Reduced Vitamin K Status as a Potentially Modifiable Risk Factor of Severe Coronavirus Disease 2019

Anton S.M. Dofferhoff; Ianthe Piscaer; Leon J. Schurgers; Margot P.J. Visser; Jody M.W. van den Ouweland; Pim A. de Jong; Reinoud Gosens; Tilman M. Hackeng; Henny van Daal; Petra Lux; Cecile Maassen; Esther G.A. Karssemeijer; Cees Vermeer; Emiel F.M. Wouters; Loes E.M. Kistemaker; Jona Walk; Rob Janssen

doi:10.1093/cid/ciaa1258

Reduced Vitamin K Status as a Potentially Modifiable Risk Factor of Severe Coronavirus Disease 2019

Anton S.M. Dofferhoff, Ianthe Piscaer, Leon J. Schurgers, Margot P.J. Visser, Jody M.W. van den Ouweland, Pim A. de Jong, Reinoud Gosens, Tilman M. Hackeng, Henny van Daal, Petra Lux, Cecile Maassen, Esther G.A. Karssemeijer, Cees Vermeer, Emiel F.M. Wouters, Loes E.M. Kistemaker, Jona Walk, Rob Janssen

Research output: Contribution to journal › Article › Academic › peer-review

17 Citations (Scopus)

Abstract

BACKGROUND: Respiratory failure and thromboembolism are frequent in severe acute respiratory syndrome coronavirus 2-infected patients. Vitamin K activates both hepatic coagulation factors and extrahepatic endothelial anticoagulant protein S, required for thrombosis prevention. In times of vitamin K insufficiency, hepatic procoagulant factors are preferentially activated over extrahepatic proteins. Vitamin K also activates matrix Gla protein (MGP), which protects against pulmonary and vascular elastic fiber damage. We hypothesized that vitamin K may be implicated in coronavirus disease 2019 (COVID-19), linking pulmonary and thromboembolic disease.

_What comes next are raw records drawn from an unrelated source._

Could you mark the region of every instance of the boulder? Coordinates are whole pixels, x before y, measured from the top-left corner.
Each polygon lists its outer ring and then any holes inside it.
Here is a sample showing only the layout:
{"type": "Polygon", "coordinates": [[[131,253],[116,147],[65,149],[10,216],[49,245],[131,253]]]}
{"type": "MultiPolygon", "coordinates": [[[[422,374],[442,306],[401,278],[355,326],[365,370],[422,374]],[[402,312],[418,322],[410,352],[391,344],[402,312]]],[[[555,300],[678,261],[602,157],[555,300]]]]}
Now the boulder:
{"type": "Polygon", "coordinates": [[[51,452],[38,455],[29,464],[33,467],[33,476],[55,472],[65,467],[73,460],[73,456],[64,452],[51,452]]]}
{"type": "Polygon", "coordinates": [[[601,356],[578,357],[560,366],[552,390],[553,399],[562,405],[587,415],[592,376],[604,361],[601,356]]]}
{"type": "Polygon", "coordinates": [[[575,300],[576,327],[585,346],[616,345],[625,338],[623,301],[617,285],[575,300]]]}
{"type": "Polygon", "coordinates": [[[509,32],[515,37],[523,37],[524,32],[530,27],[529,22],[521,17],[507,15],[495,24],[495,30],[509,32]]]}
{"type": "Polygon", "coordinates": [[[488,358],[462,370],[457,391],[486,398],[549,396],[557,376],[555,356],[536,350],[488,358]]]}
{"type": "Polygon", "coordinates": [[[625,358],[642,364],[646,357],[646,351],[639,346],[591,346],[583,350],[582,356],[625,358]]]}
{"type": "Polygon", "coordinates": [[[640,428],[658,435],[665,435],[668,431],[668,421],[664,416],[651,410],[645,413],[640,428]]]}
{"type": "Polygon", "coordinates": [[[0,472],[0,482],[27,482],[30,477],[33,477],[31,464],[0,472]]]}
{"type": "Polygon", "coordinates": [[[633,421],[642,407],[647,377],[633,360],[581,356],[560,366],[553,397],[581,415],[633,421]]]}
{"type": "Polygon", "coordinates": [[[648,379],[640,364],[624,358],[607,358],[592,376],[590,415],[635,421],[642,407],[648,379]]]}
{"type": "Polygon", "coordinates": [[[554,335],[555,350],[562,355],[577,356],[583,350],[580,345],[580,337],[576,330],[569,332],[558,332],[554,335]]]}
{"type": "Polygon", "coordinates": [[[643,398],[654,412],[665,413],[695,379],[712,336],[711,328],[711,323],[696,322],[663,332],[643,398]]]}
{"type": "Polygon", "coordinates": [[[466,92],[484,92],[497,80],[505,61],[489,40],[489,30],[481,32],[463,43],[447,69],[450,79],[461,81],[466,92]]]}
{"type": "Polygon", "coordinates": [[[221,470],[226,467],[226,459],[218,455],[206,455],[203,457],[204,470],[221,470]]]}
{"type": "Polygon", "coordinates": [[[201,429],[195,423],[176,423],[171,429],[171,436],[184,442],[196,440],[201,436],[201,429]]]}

METHODS: A total of 135 hospitalized COVID-19 patients were compared with 184 historic controls. Inactive vitamin K-dependent MGP (desphospho-uncarboxylated [dp-uc] MGP) and prothrombin (PIVKA-II) were measured inversely related to extrahepatic and hepatic vitamin K status, respectively. Desmosine was measured to quantify the rate of elastic fiber degradation. Arterial calcification severity was assessed using computed tomography.

RESULTS: dp-ucMGP was elevated in COVID-19 patients compared with controls (P < .001), with even higher dp-ucMGP in patients with poor outcomes (P < .001). PIVKA-II was normal in 82.1% of patients. dp-ucMGP was correlated with desmosine (P < .001) and with coronary artery (P = .002) and thoracic aortic (P < .001) calcification scores.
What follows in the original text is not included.